By Meghan Sullivan
What is it about viruses that so easily captures our attention? With the teeth mostly taken out of bacterial infections by the advent of penicillin and parasites a rare and mostly exotic concern, viruses remain one nemesis that we often struggle to treat. Unlike complex bacteria and parasites, viruses are little more than genetic material wrapped up in a vessel designed to take its blue prints to the next host. Once in a host, viruses inject their genetic material into cells and take over the cellular machinery to carry out their lifecycles. Imagine terrorists sneaking into a Ford factory and using the assembly lines to crank out WMDs. Infected cells eventually die, but not before triggering immune responses (coughing, sneezing, etc) that aide their spread to the next host.
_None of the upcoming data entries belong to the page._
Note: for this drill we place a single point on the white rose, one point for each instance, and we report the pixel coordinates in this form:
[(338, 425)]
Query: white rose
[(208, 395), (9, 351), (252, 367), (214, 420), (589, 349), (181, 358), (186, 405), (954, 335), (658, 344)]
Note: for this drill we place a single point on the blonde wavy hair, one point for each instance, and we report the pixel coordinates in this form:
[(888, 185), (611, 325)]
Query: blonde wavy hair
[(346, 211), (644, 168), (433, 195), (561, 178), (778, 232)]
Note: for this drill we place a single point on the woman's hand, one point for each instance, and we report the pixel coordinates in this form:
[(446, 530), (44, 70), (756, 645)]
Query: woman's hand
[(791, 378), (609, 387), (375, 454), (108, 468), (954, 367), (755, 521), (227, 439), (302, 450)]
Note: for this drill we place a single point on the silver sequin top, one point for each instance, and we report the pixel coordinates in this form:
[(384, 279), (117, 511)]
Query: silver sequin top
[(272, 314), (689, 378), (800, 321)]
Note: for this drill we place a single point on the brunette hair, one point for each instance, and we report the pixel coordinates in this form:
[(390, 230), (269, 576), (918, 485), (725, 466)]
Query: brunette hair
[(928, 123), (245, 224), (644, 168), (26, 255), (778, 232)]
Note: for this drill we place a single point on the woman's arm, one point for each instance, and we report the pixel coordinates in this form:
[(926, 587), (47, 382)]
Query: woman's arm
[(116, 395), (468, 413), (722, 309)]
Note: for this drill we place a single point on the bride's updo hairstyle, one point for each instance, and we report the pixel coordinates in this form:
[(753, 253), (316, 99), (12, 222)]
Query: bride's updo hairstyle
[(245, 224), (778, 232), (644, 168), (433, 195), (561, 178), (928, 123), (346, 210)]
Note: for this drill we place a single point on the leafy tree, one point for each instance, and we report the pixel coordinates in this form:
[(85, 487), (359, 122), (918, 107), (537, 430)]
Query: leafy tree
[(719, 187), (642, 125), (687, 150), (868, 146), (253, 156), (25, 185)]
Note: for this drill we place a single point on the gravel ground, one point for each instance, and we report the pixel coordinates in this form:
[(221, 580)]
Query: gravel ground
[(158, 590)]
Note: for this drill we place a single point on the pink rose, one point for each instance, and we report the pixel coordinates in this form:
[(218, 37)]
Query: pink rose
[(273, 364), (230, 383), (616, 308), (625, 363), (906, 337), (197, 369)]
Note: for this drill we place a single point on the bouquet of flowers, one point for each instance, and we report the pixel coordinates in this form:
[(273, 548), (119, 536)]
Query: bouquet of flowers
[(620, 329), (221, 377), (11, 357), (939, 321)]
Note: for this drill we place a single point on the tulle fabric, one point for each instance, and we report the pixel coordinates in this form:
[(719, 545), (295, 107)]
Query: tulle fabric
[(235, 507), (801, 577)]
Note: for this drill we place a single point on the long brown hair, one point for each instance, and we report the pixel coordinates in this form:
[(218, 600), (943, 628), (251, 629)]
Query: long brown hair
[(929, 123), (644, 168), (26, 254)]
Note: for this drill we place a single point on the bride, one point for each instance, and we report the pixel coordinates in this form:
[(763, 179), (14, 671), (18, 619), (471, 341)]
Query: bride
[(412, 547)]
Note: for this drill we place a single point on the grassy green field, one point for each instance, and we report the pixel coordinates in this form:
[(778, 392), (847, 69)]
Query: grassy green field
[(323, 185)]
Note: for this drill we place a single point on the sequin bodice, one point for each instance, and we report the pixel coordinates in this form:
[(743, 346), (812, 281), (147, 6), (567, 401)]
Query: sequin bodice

Taken starkly, viruses execute an elegant life cycle. If the aim of life is to pass on one’s genetic material, viruses have succeeded by reducing themselves to only genetic material, relying on other organisms for the messy business of replicating and spreading. The only way to make the process more streamlined would be to cut out the effort of budding, replicating, and finding its next host.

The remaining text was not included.